Я продолжал звать родителей, хотя единственным ответом оставался телефонный зуммер. Я прижимал трубку к уху, надеясь услышать за гудками, как за воем пурги, их далекие, потерявшиеся голоса.
— Их уже нет, — произнесла она, выпуская дым. — И знаешь, что они сказали?
— Алло? Алло? — продолжал я, несколько потише.
— Они больше не хотят с тобой разговаривать.
Я подул в микрофон, как это делают взрослые, когда плохо слышно. И тут, когда до меня дошел смысл слов, я промычал нечто невразумительное и выронил трубку, которая опять поскакала по полу.
— Не смей бросать мой телефон! — Вскочив, она схватила трубку у меня из-под ног. — И вообще не смей разбрасывать вещи! — продолжала она, разматывая провод.
Я специально обмотался им — пусть знает, что и я могу разговаривать по телефону с собственными родителями, без посторонней помощи. При этом она дергала провод так свирепо, что он щелкал хлыстом по моей «суперменской» пижаме.

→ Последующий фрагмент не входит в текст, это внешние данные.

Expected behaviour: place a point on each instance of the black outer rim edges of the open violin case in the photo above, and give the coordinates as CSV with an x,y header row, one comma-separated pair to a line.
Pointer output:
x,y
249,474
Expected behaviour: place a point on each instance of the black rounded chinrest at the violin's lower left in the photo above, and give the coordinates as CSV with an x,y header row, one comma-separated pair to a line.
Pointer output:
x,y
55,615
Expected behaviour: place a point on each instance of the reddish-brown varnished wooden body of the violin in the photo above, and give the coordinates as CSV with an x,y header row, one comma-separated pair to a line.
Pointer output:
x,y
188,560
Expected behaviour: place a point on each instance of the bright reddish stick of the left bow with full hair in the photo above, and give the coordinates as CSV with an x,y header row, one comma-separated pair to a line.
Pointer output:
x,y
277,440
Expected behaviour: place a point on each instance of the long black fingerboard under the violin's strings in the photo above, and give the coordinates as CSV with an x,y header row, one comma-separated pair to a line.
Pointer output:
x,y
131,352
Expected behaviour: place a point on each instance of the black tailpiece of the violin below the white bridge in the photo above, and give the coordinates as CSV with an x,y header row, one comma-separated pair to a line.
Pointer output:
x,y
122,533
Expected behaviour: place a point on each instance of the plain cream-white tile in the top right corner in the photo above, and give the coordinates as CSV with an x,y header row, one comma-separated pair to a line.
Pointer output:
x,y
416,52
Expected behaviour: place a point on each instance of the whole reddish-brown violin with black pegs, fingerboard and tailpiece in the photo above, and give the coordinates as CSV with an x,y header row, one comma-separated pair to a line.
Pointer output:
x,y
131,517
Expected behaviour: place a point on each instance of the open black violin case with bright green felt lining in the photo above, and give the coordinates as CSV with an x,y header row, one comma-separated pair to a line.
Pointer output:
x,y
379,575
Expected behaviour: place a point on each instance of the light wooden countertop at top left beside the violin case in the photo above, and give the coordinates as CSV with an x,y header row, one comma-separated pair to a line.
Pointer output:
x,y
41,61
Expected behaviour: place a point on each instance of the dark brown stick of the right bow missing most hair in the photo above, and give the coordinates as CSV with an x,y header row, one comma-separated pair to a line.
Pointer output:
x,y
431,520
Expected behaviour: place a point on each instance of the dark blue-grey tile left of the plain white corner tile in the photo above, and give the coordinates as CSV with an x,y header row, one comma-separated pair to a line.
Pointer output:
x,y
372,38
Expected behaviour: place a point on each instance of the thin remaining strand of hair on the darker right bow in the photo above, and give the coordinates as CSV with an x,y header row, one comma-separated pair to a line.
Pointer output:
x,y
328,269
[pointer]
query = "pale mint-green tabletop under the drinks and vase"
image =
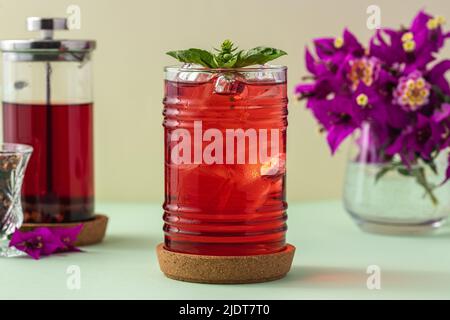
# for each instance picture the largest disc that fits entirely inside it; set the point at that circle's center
(331, 262)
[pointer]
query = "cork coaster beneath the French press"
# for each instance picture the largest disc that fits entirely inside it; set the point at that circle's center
(93, 230)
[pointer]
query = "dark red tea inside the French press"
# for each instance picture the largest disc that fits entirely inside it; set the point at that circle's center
(58, 186)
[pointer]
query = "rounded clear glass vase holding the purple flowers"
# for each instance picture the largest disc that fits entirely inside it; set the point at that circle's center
(385, 196)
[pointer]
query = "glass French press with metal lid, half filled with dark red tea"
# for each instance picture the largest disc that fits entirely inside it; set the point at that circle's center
(47, 103)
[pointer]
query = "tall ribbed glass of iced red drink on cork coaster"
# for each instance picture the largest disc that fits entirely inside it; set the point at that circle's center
(225, 160)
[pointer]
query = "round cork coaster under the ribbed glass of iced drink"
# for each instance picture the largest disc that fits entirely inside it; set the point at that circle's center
(225, 269)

Разобравшись с телефоном, она снова залезла на кровать, скрестив под собой ноги, и смерила меня оттуда взглядом.
— Я столько сделала, чтобы вернуть тебя, а ты… неблагодарный засранец.
Это слово ударило меня больнее, чем телефонный шнур или ее рука. У меня перехватило дыхание, и на глазах выступили слезы. Но сил плакать уже не было.
Когда мама с папой уходили, оставляя меня с Кэти, я сначала немного плакал. Иногда бросался в рыданиях на пол перед дверью, за которой скрывались родители. На полу оставался слабый аромат маминых духов. Но вскоре я стихал: хорошие мальчики долго не плачут, а я считался хорошим мальчиком и не желал потерять это звание. Потом мы с Кэти смотрели мультсериал «Rainbow Brite», она читала мне три книжки, а когда я просыпался, папа с мамой снова были дома.
«Мы вернемся», — говорили они — и всегда исполняли свое обещание.
— Так хочешь знать, что они про тебя сказали? — произнесла она, шумно затягиваясь сигаретой.
Вместо ответа я уставился на здоровенного водяного клопа, ползущего под кроватью. Помотав головой, я развернулся и отправился в спальню.